I spun, teeth bared, a growl working out of my throat. Blinded by the need to hurt him, I didn’t expect his hands until they were around me, grasping at my throat. He kicked out at my twisted ankle, forcing it to give way.
I was back on my knees before I could so much as conjure frozen winds.
Kayne’s touch disappeared as suddenly as it arrived, although I still felt his presence linger upon my skin. I lashed out with my arm, preparing to thrust my magic into his flesh and shatter him. But nothing happened. My power didn’t respond, its presence silent and forgotten.
“Did you really think I wouldn’t have planned for this?” Kayne towered above me, his face dusted with soot and grime. “How does it feel to be the powerless one now, Robin Icethorn?”
It wasn’t Kayne’s touch that lingered on my neck. Lifting my hand, I found the answer. A band – a cuff of iron – had been locked in place.
Powerless or not, I still had the means to elicit pain. So I took it, jolting forwards, clawing down at Kayne’s chest until he fell backwards. I drew my fist back, arcing it down upon him, knuckles cracking against something hard.
“It was you,” I screamed, spittle falling out of my mouth. “It was always you.”
Kayne couldn’t reply as I rained my fist down upon him. All the pain in my ankle, all the helplessness caused by the lack of my power, I took out on him.
“I’ll kill you,” I bellowed.
His eyes met mine before another punch could crack into his face. “And if you do, who will stop Lucari from prying the eyes out of Althea’s skull?”
I stopped, enough to recognise Althea’s cries which still thundered behind me.

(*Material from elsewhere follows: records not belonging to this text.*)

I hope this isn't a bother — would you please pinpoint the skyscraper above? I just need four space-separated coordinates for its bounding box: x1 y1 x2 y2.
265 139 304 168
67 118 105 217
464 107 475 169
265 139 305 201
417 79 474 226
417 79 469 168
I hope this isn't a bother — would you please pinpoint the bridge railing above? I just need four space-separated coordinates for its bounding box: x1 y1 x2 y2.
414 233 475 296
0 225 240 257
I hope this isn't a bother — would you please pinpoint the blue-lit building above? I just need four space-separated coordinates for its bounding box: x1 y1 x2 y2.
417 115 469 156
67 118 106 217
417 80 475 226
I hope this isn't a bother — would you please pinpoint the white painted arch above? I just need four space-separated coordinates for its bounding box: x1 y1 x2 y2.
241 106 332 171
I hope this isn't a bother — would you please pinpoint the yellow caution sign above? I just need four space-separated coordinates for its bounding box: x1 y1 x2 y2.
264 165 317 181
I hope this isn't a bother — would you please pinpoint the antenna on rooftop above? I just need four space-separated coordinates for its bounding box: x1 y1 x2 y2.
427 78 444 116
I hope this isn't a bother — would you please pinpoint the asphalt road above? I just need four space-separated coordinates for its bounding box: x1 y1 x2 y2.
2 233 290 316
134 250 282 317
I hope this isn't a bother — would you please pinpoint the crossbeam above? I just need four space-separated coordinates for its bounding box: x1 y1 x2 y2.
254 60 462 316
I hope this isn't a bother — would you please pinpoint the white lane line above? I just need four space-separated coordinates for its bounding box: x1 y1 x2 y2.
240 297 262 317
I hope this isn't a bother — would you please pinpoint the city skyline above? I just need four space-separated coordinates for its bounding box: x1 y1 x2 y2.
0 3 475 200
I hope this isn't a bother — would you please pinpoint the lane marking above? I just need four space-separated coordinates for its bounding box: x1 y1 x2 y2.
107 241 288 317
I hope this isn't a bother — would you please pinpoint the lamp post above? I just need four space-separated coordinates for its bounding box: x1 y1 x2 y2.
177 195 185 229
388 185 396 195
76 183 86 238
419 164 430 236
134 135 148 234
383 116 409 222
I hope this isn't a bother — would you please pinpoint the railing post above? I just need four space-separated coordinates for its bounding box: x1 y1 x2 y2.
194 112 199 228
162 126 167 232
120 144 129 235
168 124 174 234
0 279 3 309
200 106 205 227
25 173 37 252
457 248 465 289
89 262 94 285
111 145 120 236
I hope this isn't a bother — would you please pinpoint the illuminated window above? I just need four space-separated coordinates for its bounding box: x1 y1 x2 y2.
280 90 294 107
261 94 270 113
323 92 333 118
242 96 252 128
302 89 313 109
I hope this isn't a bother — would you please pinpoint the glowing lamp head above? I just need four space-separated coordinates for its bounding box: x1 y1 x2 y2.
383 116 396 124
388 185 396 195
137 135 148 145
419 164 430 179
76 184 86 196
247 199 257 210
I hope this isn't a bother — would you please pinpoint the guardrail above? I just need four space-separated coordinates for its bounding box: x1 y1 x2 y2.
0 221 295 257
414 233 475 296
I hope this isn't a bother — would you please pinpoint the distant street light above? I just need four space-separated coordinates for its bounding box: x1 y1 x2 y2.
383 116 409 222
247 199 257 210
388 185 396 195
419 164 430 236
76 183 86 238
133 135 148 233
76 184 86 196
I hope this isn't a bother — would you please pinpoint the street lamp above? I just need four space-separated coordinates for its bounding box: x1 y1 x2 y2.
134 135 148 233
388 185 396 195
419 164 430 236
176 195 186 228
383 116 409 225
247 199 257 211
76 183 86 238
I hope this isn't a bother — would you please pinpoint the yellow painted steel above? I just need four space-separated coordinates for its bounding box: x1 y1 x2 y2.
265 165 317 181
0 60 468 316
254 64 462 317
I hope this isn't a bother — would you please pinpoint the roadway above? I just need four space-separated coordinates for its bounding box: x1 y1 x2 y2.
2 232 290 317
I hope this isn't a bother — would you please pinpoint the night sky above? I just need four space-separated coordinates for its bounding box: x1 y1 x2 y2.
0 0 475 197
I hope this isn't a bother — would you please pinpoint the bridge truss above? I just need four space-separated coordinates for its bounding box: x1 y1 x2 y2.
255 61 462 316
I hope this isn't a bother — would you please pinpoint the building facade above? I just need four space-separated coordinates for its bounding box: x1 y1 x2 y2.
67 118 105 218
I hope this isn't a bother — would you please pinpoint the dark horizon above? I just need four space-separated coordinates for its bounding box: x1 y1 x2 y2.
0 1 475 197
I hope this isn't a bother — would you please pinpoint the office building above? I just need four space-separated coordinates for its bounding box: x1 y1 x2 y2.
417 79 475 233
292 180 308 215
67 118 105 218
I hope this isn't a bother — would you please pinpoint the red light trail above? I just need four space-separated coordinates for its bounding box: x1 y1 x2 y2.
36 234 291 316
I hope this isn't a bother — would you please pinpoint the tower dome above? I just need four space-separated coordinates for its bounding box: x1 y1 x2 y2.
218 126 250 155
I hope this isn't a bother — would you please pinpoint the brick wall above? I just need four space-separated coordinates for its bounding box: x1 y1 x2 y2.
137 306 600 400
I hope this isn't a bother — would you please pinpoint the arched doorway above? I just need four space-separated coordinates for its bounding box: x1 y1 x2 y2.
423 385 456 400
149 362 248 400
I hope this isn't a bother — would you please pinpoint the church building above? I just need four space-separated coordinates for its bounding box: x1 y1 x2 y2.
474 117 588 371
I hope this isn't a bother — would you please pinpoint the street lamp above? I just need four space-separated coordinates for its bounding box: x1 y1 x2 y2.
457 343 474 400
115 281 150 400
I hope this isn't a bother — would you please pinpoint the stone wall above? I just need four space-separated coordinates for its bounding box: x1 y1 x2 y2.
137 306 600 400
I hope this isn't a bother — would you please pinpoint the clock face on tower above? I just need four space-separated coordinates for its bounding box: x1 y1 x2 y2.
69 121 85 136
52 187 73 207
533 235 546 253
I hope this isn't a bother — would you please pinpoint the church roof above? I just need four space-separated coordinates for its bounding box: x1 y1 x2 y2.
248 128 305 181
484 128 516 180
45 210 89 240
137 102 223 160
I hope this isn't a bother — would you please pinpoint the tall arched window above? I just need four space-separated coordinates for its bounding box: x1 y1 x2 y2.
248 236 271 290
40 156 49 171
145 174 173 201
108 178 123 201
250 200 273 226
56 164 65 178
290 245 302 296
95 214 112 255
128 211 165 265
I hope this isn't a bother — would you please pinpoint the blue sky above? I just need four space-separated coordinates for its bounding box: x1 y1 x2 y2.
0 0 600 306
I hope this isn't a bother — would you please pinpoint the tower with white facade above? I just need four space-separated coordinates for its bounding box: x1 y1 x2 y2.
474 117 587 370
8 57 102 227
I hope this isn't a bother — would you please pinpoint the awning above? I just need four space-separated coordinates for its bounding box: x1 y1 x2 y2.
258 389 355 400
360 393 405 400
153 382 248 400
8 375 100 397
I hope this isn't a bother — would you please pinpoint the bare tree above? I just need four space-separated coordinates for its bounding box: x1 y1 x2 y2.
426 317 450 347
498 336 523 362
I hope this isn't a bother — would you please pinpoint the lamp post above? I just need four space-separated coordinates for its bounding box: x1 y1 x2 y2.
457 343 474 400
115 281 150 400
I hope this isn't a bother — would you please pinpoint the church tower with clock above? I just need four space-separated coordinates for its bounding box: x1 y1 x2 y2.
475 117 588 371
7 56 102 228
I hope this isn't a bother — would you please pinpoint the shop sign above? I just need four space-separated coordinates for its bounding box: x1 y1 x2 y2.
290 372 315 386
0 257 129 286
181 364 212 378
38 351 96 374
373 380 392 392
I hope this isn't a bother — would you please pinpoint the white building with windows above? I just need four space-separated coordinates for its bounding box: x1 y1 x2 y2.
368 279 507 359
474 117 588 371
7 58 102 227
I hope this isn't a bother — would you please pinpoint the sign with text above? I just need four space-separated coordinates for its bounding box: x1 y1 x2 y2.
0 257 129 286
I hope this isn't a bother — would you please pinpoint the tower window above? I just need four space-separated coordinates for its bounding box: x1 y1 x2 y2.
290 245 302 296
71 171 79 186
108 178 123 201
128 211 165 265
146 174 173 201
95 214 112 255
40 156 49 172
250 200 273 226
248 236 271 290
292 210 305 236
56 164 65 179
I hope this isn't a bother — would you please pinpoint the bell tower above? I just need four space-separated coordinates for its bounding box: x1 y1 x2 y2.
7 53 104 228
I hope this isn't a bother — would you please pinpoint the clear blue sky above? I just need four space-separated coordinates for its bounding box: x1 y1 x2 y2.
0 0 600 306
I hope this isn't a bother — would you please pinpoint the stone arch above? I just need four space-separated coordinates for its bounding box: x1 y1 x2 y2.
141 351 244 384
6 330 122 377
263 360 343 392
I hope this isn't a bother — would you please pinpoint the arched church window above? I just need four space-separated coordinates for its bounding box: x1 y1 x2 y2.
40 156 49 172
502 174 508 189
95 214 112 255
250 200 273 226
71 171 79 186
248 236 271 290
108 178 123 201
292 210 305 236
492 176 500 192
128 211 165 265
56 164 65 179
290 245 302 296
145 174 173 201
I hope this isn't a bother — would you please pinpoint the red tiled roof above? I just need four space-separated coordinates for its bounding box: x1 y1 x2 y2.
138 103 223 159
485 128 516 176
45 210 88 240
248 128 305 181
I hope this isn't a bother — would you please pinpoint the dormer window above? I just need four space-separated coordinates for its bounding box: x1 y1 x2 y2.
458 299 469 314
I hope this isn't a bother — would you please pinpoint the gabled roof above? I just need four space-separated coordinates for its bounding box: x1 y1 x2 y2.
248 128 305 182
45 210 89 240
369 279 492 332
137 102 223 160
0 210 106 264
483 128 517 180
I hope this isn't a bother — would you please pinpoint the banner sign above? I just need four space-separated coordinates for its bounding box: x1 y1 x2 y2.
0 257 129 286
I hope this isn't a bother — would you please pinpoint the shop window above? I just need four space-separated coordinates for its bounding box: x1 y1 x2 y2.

It was a risk, but there was something joyous about the way Kayne looked when he said it that told me he was telling the truth.
My moment of hesitation gave him the chance he needed. He shifted his weight, spinning me onto my back until he was the one to straddle me. I thought he was going to beat me, like I had done to him, until the world spun again and I was on my stomach, facing Althea. Lucari continued to claw at her face just as Kayne suggested. My friend had thrown herself into a ball on the floor, her head was covered with her arms, skin glistening with gashes spewing dark blood.
And the only way I could help her was by not fighting Kayne. “Stop it,” I pleaded. “Please, Kayne.”
He whistled, surprising me with his word. Lucari stopped her attacking, instead flying to perch on a nearby branch. From the shadows of the tear, more soldiers ran forwards, overcoming Althea before she had the chance to right herself.
“Don’t fucking touch her.” I fought against Kayne’s weight, but he pressed his knee into the soft spot on my back, causing me pain every time I moved.
“Duncan,” I cried for my love, waiting for him to strike Kayne down with his power. But the forest had stilled – the battle no longer waged. At least the noise told me we still had a chance, but the silence I was met with hurt me more than any wound Kayne could give me.
Duncan didn’t respond.
“Are you going to be a good boy and stop your struggling?” Kayne asked.
“That depends,” I said, struggling for breath.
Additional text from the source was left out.